The catch was, in order to get an accurate reading, one has to eat gluten.

At this stage I didn't know if I was coeliac or not, but the prospect of eating gluten - if I was coeliac - was worrying.

It meant being ill, deliberately eating something that made me dysfunctional, damaging my body. 

It triggered the kind of stress that I’d been wrapped with earlier in the year, and recently on holiday too. 

I have never felt my gut and my brain being so linked up, it was horrible. 

A few weeks in to the so-called ‘gluten challenge’, as if it’s some kind of Tiktok trend, and I felt relatively OK. 

But with about two weeks to go before the biopsy, I went to another wedding. I ate some gluten, as I had been in recent weeks. And took a turn.

I barely had anything to drink at this small wedding with just eight people, but couldn’t sleep. 

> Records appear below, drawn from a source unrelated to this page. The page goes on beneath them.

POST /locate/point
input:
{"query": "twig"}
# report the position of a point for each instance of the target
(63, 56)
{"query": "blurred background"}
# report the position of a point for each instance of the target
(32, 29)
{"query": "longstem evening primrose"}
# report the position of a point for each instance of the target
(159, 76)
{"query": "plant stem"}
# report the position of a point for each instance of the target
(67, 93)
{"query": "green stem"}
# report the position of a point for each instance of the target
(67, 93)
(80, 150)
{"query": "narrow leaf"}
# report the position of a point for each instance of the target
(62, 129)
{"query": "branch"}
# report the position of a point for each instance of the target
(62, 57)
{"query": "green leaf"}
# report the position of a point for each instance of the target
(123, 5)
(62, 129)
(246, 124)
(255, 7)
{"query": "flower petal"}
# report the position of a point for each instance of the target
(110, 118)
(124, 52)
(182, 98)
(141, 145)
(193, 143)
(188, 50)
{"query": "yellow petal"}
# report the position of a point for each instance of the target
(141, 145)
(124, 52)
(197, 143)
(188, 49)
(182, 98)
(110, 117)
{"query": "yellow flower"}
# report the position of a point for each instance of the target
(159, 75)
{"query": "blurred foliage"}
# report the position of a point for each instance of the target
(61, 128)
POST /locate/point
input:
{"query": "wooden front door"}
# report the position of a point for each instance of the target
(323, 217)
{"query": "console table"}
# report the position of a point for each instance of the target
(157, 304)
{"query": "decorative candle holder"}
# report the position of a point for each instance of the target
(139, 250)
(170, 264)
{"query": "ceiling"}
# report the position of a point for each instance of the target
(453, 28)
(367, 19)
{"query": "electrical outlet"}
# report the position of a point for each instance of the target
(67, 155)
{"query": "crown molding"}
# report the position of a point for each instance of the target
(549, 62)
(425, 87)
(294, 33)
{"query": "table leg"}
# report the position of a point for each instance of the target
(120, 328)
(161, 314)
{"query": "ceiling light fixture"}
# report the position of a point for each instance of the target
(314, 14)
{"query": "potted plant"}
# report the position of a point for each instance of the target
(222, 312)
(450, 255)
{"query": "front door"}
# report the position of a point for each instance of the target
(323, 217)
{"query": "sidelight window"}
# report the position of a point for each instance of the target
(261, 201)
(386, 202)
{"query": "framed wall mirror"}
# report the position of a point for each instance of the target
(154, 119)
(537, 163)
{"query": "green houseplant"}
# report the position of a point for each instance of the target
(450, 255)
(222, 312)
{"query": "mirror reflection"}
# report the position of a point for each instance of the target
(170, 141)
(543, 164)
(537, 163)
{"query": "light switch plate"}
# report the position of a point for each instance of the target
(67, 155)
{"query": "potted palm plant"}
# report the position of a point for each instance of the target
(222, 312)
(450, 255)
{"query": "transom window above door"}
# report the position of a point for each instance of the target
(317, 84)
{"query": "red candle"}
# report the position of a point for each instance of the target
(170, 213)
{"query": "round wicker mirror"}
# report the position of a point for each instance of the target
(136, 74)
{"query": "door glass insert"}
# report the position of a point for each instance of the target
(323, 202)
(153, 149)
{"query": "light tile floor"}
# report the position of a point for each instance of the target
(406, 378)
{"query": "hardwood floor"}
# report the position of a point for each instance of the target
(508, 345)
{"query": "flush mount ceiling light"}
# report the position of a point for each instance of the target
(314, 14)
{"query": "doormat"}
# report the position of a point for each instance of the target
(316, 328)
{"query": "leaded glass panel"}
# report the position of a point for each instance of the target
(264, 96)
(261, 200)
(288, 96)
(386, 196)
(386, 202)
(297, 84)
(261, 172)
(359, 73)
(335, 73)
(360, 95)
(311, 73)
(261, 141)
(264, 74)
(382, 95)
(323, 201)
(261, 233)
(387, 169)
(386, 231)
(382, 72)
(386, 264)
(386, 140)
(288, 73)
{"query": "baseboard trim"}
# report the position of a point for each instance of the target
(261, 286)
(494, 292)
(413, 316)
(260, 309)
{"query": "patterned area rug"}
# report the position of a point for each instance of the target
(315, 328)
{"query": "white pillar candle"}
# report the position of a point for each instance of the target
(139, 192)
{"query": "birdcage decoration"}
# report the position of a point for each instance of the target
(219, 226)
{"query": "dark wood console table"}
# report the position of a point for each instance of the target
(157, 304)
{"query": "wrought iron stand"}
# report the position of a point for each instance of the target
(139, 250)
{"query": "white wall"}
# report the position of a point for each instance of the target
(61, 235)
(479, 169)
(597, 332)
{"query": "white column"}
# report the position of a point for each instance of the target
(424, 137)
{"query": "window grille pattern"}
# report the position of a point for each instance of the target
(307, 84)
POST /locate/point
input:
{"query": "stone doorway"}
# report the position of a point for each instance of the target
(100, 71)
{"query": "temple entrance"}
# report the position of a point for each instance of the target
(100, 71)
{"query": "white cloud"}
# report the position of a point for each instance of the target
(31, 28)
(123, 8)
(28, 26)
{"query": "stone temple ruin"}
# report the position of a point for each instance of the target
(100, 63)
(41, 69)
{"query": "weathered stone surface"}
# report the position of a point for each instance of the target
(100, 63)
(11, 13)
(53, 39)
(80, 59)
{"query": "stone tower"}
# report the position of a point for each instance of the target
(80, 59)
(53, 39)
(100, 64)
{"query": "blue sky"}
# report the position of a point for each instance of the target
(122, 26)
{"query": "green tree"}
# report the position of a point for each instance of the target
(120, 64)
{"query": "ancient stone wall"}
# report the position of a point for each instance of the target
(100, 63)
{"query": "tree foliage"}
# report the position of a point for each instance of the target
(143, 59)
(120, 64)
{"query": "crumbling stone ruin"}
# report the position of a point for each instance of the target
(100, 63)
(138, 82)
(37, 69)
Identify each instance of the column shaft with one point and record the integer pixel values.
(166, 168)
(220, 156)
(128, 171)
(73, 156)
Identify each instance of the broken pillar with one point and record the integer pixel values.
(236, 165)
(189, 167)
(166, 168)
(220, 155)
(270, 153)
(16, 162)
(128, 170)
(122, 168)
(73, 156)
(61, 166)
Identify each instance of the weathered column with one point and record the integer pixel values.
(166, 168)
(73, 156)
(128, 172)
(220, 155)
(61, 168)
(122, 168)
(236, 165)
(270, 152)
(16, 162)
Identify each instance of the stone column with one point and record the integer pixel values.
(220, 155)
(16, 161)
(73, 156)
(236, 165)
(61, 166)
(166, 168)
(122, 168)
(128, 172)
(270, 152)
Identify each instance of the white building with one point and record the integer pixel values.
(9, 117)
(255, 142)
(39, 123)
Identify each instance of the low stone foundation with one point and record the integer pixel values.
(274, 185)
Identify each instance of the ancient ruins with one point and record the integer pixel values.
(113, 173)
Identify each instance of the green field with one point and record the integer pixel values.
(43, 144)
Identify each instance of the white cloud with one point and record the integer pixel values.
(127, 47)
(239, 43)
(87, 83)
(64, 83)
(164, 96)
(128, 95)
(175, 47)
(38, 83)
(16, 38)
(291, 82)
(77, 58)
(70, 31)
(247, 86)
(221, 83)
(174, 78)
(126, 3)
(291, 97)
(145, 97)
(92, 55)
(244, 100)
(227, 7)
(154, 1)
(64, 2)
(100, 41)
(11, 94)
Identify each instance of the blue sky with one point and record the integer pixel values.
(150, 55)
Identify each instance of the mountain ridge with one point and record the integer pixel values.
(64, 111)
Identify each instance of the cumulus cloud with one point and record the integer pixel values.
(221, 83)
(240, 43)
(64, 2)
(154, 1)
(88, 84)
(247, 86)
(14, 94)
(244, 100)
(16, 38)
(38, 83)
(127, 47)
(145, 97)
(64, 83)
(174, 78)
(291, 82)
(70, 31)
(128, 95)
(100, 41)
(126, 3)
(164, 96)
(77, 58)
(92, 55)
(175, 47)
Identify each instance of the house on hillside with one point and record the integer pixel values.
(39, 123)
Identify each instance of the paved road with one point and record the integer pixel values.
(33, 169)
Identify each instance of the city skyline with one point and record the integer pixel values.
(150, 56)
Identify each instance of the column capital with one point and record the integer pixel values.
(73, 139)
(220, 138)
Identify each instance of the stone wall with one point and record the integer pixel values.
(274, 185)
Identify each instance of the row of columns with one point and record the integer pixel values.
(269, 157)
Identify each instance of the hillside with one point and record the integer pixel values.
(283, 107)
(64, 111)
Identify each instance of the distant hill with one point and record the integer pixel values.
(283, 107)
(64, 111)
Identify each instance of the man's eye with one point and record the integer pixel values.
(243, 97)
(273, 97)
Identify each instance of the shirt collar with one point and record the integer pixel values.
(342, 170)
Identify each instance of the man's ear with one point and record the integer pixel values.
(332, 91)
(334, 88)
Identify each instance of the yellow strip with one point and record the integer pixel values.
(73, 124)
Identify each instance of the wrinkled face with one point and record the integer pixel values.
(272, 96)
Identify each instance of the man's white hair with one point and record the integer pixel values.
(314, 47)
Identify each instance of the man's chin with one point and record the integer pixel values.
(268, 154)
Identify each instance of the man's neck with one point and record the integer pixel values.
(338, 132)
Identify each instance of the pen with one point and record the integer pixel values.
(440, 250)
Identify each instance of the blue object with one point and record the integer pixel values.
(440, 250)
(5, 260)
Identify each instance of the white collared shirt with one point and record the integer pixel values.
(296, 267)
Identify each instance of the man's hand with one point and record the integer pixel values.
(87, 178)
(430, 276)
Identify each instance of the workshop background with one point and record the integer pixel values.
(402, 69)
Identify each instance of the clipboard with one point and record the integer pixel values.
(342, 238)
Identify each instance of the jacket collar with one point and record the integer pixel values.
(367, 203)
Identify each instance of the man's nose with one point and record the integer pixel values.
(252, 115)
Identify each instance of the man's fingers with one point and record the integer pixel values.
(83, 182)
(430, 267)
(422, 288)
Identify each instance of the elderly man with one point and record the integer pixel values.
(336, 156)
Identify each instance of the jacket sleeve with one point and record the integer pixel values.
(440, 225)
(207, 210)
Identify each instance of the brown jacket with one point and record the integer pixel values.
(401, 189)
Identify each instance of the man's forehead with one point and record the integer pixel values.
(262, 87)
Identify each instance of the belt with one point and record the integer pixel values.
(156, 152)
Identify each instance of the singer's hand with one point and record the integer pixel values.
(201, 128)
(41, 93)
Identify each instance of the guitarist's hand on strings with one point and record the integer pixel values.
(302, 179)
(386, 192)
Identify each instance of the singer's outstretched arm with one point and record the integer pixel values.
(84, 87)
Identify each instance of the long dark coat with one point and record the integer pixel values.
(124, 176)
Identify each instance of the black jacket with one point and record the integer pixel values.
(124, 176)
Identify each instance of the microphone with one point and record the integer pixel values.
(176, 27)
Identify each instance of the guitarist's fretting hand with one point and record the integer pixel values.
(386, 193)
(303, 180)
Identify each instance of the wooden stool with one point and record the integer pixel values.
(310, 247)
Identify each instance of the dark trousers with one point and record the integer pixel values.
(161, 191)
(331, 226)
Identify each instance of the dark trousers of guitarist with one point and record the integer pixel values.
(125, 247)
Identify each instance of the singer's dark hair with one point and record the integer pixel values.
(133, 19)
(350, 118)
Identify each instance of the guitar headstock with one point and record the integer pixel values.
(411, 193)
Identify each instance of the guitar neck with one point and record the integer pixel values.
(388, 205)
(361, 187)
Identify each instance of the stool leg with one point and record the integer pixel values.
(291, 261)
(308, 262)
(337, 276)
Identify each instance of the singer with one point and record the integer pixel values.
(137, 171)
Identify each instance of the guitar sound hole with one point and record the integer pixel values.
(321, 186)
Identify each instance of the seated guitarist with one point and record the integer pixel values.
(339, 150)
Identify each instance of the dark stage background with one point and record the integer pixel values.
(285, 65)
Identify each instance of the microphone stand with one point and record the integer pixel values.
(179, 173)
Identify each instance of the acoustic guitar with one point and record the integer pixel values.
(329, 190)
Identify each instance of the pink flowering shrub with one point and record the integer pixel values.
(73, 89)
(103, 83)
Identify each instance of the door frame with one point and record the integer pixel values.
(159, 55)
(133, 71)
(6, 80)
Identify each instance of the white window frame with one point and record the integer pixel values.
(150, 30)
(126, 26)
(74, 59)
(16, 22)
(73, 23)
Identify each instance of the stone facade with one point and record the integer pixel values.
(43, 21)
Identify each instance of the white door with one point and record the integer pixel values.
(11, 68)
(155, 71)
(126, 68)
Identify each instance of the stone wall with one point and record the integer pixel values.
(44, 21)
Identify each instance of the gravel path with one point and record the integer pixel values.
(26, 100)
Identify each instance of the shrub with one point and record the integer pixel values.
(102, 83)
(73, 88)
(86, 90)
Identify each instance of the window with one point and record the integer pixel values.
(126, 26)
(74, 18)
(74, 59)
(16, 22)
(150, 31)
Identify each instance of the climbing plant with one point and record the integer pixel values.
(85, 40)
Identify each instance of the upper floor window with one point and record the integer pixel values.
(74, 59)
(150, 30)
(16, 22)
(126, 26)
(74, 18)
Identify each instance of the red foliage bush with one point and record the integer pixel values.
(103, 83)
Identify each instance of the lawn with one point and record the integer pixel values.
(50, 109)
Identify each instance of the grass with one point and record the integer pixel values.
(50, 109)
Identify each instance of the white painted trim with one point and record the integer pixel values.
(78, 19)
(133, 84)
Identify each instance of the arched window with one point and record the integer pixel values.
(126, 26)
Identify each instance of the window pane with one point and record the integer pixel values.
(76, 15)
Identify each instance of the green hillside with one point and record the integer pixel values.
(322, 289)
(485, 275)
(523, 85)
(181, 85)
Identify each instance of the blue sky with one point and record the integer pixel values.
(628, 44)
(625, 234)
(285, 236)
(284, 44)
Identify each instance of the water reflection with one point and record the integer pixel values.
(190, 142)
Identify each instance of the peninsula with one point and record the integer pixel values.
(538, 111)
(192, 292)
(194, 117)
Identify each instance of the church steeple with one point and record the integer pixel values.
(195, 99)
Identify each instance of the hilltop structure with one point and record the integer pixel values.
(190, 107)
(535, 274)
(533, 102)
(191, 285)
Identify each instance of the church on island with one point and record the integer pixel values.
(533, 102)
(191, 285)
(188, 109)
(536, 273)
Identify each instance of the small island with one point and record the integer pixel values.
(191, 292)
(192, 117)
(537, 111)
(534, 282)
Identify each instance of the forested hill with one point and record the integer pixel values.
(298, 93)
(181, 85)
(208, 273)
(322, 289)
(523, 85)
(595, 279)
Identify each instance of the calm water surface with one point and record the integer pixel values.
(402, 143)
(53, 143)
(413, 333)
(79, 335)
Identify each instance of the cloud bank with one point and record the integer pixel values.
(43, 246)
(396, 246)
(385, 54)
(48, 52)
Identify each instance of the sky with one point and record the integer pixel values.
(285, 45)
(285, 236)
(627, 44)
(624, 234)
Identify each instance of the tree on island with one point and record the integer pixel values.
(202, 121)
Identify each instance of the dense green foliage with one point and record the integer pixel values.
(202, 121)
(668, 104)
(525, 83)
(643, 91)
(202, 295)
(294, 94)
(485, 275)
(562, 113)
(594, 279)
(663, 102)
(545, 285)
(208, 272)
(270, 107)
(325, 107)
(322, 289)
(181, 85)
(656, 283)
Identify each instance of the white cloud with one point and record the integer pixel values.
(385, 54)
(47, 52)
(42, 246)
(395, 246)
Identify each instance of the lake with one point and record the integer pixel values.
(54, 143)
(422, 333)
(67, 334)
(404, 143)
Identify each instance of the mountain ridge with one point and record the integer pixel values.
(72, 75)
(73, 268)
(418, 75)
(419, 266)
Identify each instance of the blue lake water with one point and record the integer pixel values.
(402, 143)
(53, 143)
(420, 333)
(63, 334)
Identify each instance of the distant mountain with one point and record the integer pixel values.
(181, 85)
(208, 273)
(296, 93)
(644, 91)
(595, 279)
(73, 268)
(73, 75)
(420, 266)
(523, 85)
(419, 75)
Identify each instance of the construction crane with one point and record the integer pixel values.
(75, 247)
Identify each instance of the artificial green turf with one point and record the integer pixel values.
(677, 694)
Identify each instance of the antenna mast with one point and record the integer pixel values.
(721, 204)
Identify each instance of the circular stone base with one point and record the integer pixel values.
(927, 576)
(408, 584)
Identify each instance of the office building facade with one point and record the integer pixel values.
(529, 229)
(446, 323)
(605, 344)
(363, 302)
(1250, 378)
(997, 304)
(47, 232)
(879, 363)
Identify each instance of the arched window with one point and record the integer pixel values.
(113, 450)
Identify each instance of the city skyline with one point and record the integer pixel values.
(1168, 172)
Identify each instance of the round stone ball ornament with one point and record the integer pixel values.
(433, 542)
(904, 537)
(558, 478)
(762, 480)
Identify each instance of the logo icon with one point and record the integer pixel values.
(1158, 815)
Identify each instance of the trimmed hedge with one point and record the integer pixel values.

After just a handful of hours of shuteye I had a formal lunch and a five-hour drive to contend with, while feeling dizzy and disorientated, nauseous and stressed.

Even after catching up on sleep, the dizziness continued for days after; and I was routinely working in a state which at another point in the year, I frankly would not have been able to.

Thankfully it’s quieter in the run-up to Christmas. 

Six months after that first panic attack, I am still not entirely sure what is wrong with me.

I think I might be coeliac or gluten intolerant, but I can’t prove it until January when I get test results from this biopsy. I also think, I mean I know, I have problems regarding stress and anxiety.

But there isn’t much I can do about that, other than continue with CBT and try to follow the advice I am being given.

Hopefully 2025 gives some clarity, and I can find out what’s wrong with me, and how to manage it.

The only real reason I have written this is for personal and therapeutic reasons. It is good to get it off my chest.


I am certainly not looking for sympathy or advice, I am getting plenty of help, and have sought more.


If you've got this far though, thank you for reading.